R is defined as follows:
R ( s , a ) = min R , if s 1 = null ; max R , if s 1 = s goal ; - &omega; T &CenterDot; T ( s , a ) + &omega; P &CenterDot; P ( a ) , otherwise . (formula 4)
Wherein, state s 1represent that visual human selects next step state after action a under state s.(s a) has described from state s to s T 1physical difference, with visual human position and towards variable quantity represent, its value is less more level and smooth; P (a) has described the use preference of visual human to action a, and its value is more more this action of tendency selection; ω tand ω pbe respectively weighting coefficient; Max R and min R represent the upper bound and the lower bound of R.Formula 4 represents:
The a if visual human cannot perform an action under state s, a step return value is min R; It should be noted that, the situation that a that cannot perform an action under state s comprises has: state s and state s 1unreasonable, or due to behavior figure in behavior restriction relation contradiction (the behavior node from state s can not be transitioned into action a).
The a if visual human can perform an action under state s, and s 1for dbjective state, a step return value is max R; Conventionally max R is made as enough greatly, to guide visual human close towards dbjective state quickly;
The a if visual human can perform an action under state s, but s 1dbjective state, a step return value be state transitions return T (s, a) and the weighted sum of preference return P (a).Due to state transitions return T, (s, a) has described the level and smooth degree of motion transition, and more its value is less, so ω tbefore have negative sign.
Strengthen in study at level, the return function of every one deck is generally selected according to the task object of equivalent layer.For example, for taking the subtask of screwdriver, target is to capture screwdriver at a distance.But consider that, in the learning process of task strategy, the number of times of high-level realization of goal is less, if only using realize target as the sole mode that obtains return, the results of learning of controller will be very poor.Whether therefore a step return function of the present embodiment definition, not only returns the realization of target, also to bumping with virtual environment and the level and smooth degree of splicing of motion fragment is returned.If collision has occurred virtual human and environment or motion fragment assembly is unsmooth, return value is less; If visual human has grabbed screwdriver, return value is larger.

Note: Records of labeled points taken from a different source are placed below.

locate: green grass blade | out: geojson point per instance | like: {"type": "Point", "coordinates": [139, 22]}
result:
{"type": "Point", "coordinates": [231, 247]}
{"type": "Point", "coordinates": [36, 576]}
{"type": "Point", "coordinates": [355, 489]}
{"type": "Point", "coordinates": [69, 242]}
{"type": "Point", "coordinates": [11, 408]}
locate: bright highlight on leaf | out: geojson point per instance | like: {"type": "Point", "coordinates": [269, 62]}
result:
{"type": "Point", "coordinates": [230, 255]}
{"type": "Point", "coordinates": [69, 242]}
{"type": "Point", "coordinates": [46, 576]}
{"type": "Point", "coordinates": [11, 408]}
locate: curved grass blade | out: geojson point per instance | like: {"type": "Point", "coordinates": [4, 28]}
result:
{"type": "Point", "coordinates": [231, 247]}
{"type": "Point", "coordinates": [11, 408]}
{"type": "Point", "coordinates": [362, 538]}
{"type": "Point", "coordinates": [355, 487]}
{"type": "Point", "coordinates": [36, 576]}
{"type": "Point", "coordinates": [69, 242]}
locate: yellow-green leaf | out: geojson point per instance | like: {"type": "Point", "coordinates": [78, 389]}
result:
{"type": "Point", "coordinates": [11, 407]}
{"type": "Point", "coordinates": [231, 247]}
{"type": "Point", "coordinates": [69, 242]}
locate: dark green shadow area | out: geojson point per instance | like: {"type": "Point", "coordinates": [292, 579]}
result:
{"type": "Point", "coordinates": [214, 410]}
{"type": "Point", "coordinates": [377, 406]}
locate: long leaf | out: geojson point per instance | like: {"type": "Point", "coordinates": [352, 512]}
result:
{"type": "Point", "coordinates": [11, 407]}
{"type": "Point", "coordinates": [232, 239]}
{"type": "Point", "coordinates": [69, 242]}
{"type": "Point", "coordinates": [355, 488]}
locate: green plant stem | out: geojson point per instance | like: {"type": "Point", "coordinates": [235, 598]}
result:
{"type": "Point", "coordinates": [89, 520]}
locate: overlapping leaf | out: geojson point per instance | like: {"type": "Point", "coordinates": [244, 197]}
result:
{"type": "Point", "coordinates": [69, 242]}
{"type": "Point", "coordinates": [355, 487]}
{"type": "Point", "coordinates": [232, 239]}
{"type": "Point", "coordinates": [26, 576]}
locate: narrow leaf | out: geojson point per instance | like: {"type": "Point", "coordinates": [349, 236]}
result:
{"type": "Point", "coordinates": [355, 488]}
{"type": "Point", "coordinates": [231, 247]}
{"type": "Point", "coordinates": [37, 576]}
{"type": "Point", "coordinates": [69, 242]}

Initialization accumulation return function Q is null matrix, and the line number of matrix Q is identical with matrix R with columns.
In addition, in the time of planning visual human's combined task, user only needs definition status space, motion space and builds a step return function, can obtain the optimal control policy of combined task, thereby it is synthetic on higher level, to control visual human's motion.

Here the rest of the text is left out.